Braves beat Clayton Kershaw, Dodgers, take 3-1 NLCS lead
And as the author of far too many October disappointments to name – too many to shake off as mere coincidence – he’s the enduring symbol of the Dodgers’ post-season failures during their current run of eight straight Nationals League West -Title.
Kershaw’s final stumble came Thursday night in Game 4 of the NL Championship Series, when he was clearly outdone by 22-year-old rookie Bryse Wilson of Atlanta Braves in a 10-2 loss to Dodgers. Whether this will be the eighth postseason outcome in a row for the Dodgers could already be found out on Friday evening in Game 5, with the resurgent Braves now leading the series 3-1.
At one point in the series where the grueling format – games every night with no rest days – begins to take its toll, the Dodgers appear ready to start right-handed Dustin May in Game 5. The Braves hadn’t announced a starter last Thursday evening.
Every bit of rational logic, computer algorithm, and betting line indicated that the Dodgers, a juggernaut from 43-17 during this pandemic-shortened regular season, were heading for a win on the series Thursday night.
Not only had they won a merciless 15-3 win over the Braves the night before in Game 3, but they sent Kershaw up the hill to face a kid making his postseason debut and from the Braves in everyone the games was skipped the first two rounds. Wilson, a fourth round draft pick in 2016, had a career of 5.91 ERA in 15 major league games, seven of which were started. He is known as a “lunchbox” in his own clubhouse – not because of his work ethic, but because of his shape.
But what Wilson did on Thursday night – namely surpassing a future Hall of Famer – was to keep the highest-scoring offense in baseball this season to one hit over six dazzling innings and the Braves within another win of a trip to the World Series to place – will secure its place forever in Braves lore.
Before Game 4, Braves manager Brian Snitker said he’d be thrilled to get five innings from Wilson – the third straight rookie starter to hit the hill for the Braves in that series – but as the top of the sixth with the With a tie of 1 and the top of the Dodgers lineup trying to face him for the third time, Wilson was likely still in it. He mowed the Dodgers one last time, 1-2-3, a fulcrum that made sure the Braves could only use their best bullpen arms the rest of the way.
The Dodgers took just one hit from Wilson, a solo homer from Edwin Rios in the third. Calling it the best start of his career in the big leagues was no problem: he had survived six innings in only one of the previous seven, and in none of those seven had he given up a single hit.
It was the same sixth inning and the same decision for the third time by the order that also proved fateful for Kershaw. When the 32-year-old left conquered the hill for the bottom half of the inning, he stood before the top of the Braves Order for the third time – a privilege the team only extends to him. When Ronald Acuna Jr. started with an infield single, Freddie Freeman and Marcell Ozuna were the next two Braves batters. Both had hit Kershaw hard on their previous record appearance – Freeman’s line-out and Ozuna’s solo homer to the left.
The Dodgers decided to leave the game in Kershaw’s hands, and Freeman and Ozuna bet consecutive braces. It was 3-1, Kershaw was on his way to the shower, and it would be 7-1 before the Dodgers could finally get out of the inning. Ozuna, meanwhile, would add another homer on Dylan Floro’s seventh and went 4v5 with four RBI.

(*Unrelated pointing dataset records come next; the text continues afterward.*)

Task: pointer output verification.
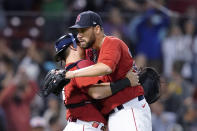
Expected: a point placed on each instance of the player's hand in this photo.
(133, 77)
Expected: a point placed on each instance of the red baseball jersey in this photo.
(77, 91)
(117, 56)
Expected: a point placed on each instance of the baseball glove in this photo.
(54, 82)
(150, 80)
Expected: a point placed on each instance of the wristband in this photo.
(119, 85)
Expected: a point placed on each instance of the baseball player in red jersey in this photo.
(127, 109)
(81, 112)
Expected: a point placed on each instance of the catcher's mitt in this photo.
(54, 82)
(150, 80)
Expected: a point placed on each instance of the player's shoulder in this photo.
(84, 63)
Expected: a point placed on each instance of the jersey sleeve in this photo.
(85, 82)
(110, 53)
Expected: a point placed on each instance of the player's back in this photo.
(76, 92)
(117, 56)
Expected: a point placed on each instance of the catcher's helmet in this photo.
(62, 43)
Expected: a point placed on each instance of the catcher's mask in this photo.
(62, 43)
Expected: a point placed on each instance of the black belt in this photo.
(120, 107)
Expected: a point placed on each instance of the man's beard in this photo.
(91, 42)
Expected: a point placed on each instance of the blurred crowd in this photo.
(159, 33)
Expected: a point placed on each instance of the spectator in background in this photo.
(194, 61)
(116, 25)
(150, 29)
(38, 124)
(162, 120)
(53, 12)
(15, 99)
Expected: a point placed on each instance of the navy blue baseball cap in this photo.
(62, 43)
(87, 19)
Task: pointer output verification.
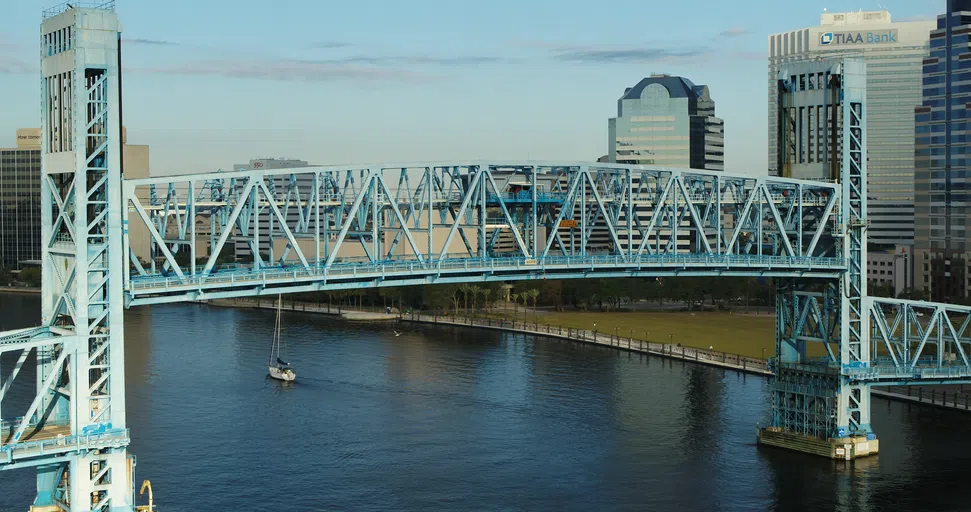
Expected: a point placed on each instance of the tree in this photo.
(533, 293)
(466, 293)
(476, 290)
(486, 292)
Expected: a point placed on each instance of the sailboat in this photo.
(280, 369)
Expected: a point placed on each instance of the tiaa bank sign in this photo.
(858, 38)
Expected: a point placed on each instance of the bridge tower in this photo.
(819, 405)
(80, 382)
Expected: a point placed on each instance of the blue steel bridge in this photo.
(338, 228)
(327, 228)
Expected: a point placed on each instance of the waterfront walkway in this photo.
(954, 397)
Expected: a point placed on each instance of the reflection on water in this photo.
(453, 419)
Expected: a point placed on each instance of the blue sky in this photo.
(209, 83)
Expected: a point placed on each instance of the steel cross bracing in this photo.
(328, 228)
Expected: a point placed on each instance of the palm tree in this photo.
(475, 296)
(466, 291)
(486, 292)
(524, 296)
(534, 294)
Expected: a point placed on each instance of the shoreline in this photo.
(10, 289)
(734, 362)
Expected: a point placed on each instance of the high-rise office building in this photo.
(20, 194)
(20, 200)
(943, 155)
(893, 53)
(667, 121)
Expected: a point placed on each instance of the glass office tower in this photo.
(667, 121)
(894, 53)
(20, 202)
(942, 157)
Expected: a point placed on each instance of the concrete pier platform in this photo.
(366, 316)
(838, 449)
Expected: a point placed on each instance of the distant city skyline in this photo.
(376, 81)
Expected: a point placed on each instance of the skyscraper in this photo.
(893, 53)
(942, 156)
(667, 121)
(20, 200)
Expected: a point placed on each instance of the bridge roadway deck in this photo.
(34, 433)
(53, 439)
(241, 282)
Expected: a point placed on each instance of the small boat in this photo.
(281, 369)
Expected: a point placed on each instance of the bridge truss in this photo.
(331, 228)
(326, 228)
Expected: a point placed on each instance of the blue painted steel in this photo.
(330, 228)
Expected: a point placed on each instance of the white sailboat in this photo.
(279, 369)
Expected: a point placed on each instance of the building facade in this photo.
(942, 155)
(20, 201)
(893, 53)
(20, 194)
(667, 121)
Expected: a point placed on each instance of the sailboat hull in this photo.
(286, 375)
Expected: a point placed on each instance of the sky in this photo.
(210, 83)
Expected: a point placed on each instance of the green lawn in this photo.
(734, 334)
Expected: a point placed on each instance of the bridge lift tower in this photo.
(809, 235)
(816, 405)
(822, 405)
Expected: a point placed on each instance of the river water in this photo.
(458, 419)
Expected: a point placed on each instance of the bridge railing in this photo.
(240, 275)
(62, 444)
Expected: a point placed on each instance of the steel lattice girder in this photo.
(309, 221)
(916, 341)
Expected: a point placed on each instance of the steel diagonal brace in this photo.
(876, 312)
(655, 215)
(603, 210)
(401, 220)
(823, 221)
(24, 352)
(931, 327)
(158, 238)
(956, 339)
(48, 382)
(469, 193)
(505, 213)
(283, 224)
(350, 218)
(742, 221)
(228, 228)
(694, 217)
(778, 219)
(61, 210)
(569, 199)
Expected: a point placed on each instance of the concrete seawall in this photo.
(946, 397)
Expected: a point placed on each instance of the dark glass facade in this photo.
(19, 206)
(941, 151)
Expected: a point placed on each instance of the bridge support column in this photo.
(815, 409)
(822, 406)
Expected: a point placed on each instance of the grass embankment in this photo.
(734, 334)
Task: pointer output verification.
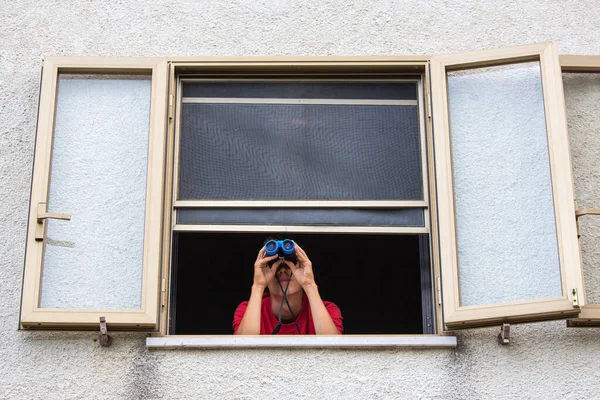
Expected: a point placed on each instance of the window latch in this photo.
(105, 339)
(504, 335)
(43, 216)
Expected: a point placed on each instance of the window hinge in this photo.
(170, 106)
(504, 335)
(105, 339)
(428, 104)
(42, 216)
(575, 298)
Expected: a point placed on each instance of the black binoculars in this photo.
(285, 248)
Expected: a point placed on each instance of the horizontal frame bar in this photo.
(570, 63)
(302, 229)
(296, 341)
(299, 204)
(240, 100)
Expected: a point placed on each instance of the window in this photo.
(338, 164)
(581, 77)
(94, 236)
(461, 162)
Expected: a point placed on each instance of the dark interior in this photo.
(374, 279)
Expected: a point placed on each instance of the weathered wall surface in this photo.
(545, 360)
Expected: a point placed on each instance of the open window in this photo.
(334, 161)
(335, 153)
(94, 233)
(508, 240)
(581, 81)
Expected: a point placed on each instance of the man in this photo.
(269, 313)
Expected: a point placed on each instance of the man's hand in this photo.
(262, 273)
(302, 270)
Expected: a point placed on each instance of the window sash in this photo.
(32, 316)
(590, 313)
(455, 315)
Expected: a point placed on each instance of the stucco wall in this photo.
(544, 360)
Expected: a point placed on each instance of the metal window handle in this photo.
(42, 216)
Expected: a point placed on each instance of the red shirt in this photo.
(268, 321)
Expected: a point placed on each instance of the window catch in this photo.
(41, 220)
(504, 335)
(105, 339)
(583, 211)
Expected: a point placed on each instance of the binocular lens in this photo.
(288, 246)
(284, 247)
(271, 247)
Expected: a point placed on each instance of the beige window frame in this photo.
(32, 316)
(590, 313)
(161, 191)
(565, 306)
(288, 68)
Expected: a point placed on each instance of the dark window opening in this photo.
(382, 283)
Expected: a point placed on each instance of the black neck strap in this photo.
(279, 322)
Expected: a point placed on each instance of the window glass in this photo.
(506, 230)
(100, 122)
(337, 148)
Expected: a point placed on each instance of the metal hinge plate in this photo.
(575, 298)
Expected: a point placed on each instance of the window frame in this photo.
(565, 306)
(164, 84)
(146, 318)
(589, 315)
(333, 66)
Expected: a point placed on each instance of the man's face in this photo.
(286, 277)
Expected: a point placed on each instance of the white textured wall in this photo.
(544, 360)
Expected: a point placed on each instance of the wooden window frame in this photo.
(590, 313)
(32, 316)
(565, 306)
(160, 201)
(334, 66)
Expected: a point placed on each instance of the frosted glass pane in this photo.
(98, 175)
(506, 231)
(582, 96)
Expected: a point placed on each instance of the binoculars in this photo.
(286, 249)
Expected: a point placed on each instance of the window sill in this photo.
(343, 341)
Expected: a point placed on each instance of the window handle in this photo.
(42, 216)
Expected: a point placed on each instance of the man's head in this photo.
(283, 274)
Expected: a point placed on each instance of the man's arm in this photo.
(250, 324)
(303, 273)
(324, 324)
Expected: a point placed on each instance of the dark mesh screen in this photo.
(298, 216)
(299, 152)
(304, 90)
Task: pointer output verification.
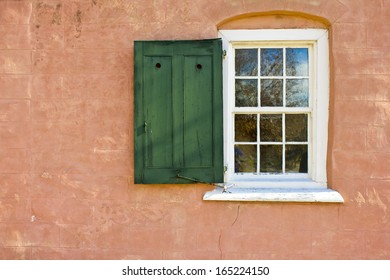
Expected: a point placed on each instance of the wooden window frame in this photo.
(311, 187)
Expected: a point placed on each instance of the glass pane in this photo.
(271, 62)
(271, 158)
(296, 158)
(271, 128)
(246, 93)
(271, 92)
(297, 92)
(245, 128)
(246, 62)
(297, 62)
(245, 158)
(296, 127)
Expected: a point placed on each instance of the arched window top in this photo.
(274, 20)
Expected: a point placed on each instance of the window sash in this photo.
(317, 41)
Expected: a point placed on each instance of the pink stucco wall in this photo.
(66, 148)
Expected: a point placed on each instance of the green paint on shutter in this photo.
(178, 111)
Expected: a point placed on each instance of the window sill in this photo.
(317, 194)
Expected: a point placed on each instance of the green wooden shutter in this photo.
(178, 111)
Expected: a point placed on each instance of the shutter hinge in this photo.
(224, 54)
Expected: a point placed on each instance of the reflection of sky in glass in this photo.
(297, 92)
(297, 62)
(271, 62)
(246, 62)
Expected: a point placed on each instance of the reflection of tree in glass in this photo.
(297, 92)
(271, 92)
(246, 62)
(296, 127)
(296, 158)
(271, 128)
(297, 62)
(271, 158)
(271, 62)
(246, 93)
(245, 158)
(245, 127)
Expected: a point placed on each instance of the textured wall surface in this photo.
(66, 142)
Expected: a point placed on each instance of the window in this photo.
(247, 112)
(276, 99)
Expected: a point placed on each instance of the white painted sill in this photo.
(297, 191)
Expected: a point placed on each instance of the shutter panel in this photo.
(178, 111)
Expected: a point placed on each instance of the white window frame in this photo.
(311, 187)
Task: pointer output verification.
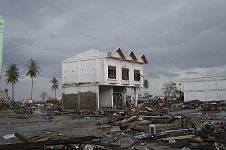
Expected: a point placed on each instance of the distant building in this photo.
(204, 88)
(95, 79)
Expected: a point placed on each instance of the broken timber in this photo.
(93, 140)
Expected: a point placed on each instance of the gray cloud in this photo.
(175, 35)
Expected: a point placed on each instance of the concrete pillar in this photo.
(124, 96)
(78, 98)
(135, 96)
(98, 97)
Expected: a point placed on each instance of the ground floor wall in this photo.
(106, 96)
(92, 97)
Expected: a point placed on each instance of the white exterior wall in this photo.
(205, 89)
(106, 93)
(96, 71)
(81, 88)
(119, 65)
(83, 71)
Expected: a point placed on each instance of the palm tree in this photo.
(12, 75)
(33, 70)
(55, 85)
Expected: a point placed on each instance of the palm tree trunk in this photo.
(13, 92)
(55, 94)
(31, 87)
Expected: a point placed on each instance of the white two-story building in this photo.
(94, 79)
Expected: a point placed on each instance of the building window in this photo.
(111, 72)
(136, 75)
(125, 74)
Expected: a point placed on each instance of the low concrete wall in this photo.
(88, 100)
(70, 101)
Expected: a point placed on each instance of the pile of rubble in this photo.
(147, 126)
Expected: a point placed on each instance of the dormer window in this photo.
(136, 75)
(111, 72)
(125, 74)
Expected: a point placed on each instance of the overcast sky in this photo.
(181, 38)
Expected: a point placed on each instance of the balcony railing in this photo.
(112, 81)
(125, 82)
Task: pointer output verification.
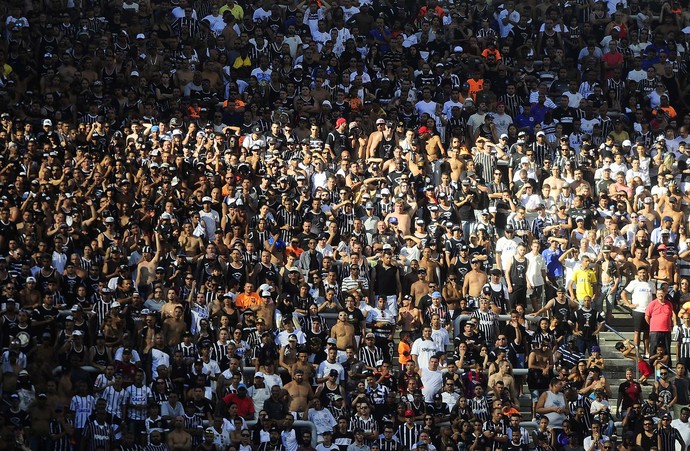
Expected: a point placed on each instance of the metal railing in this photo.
(637, 349)
(461, 318)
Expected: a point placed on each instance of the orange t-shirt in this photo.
(402, 349)
(245, 301)
(475, 87)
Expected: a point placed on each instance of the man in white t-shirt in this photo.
(432, 379)
(536, 275)
(506, 246)
(423, 348)
(637, 295)
(682, 425)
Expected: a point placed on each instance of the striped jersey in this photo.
(369, 356)
(82, 406)
(137, 399)
(407, 436)
(488, 324)
(98, 435)
(114, 399)
(368, 424)
(62, 443)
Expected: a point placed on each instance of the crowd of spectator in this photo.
(397, 224)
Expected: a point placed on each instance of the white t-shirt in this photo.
(507, 248)
(424, 350)
(535, 269)
(432, 382)
(642, 294)
(684, 430)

There were no visible signs of ongoing problems with Kershaw’s long, troubled back, which flared up again Tuesday and postponed its start by two days, but his fastball was a couple of ticks on the radar gun he sat off earlier this postseason. Nor would he have expected to be in a windswept cold – especially in a stadium with a roof.
At 6 p.m., a little over an hour before the first pitch, the 268,000 square foot retractable roof on Globe Life Field began to open, revealing a steel-gray, windswept sky. It was 68 degrees and fell in first place with winds of 15 to 22 mph – a night that the Texas Rangers, who had moved to their new stadium this season, likely would have kept it closed. Largely due to concerns about the coronavirus and with 11,044 attendees, MLB decided it should be open on Thursday evening.
Kerhsaw’s wide uniform fluttered in the wind as if he were standing in front of a huge industrial fan. Every pop-up was an adventure. A handful of deep drives seemed to die on the warning lane in the wind – none more important or obvious than AJ Pollack’s hit in the seventh with two up and no one heading for the seats but settling into Acuna’s glove just shy of the wall. The Dodgers missed numerous opportunities to get back into the game in this context and left the loaded bases stuck when catcher Will Smith lined up.
In total, Kershaw was billed for four earned runs for his more than five innings on Thursday night, raising his postseason career ERA to 4.31 – nearly two runs below his regular season career mark of 2.43. A couple of early-round wins had pushed Kershaw’s postseason career record to 500, but Thursday night’s loss knocked him back 11-12.
He’s made legendary October appearances for the Dodgers in his career, too many to name. But somehow it’s the losses that cling to him, the losses that people remember.